There is a flag for using descriptions from Wikipedia instead of Wikidata. I set this to True (it should get descriptions from the Wikipedia data). But looking at the code under the Wikidata section,
if not descr_from_wp:
logger.info("STEP 4c: Writing Wikidata entity descriptions to {}".format(entity_descr_path))
io.write_id_to_descr(entity_descr_path, id_to_descr)
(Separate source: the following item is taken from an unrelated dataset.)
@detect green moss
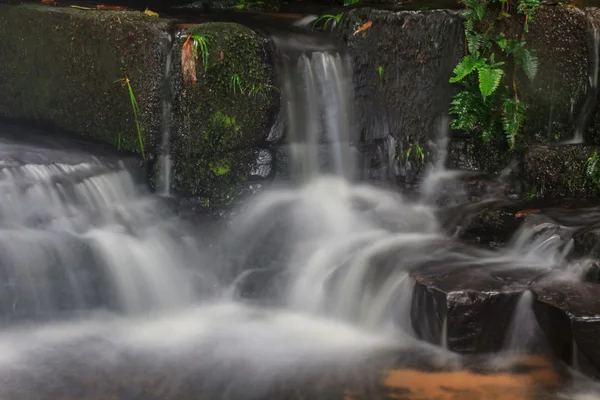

This should not run because the if
statement is False
. But under the Wikipedia section,
if descr_from_wp:
logger.info("STEP 5b: Parsing and writing Wikipedia descriptions to {}".format(entity_descr_path))
It just logs something -- it doesn't actually seem to create the descriptions. And the output file has the headers: WD_id|description
.
How can I get it to write the Wikipedia descriptions?
Upvotes: 1
Views: 821
Reputation: 16394
I believe all the action happens in the line before the one you quoted:
wp.create_training_and_desc(wp_xml, entity_defs_path, entity_descr_path,
training_entities_path, descr_from_wp, limit_train)
(this is [https://github.com/explosion/projects/blob/master/nel-wikipedia/wikidata_pretrain_kb.py#L142])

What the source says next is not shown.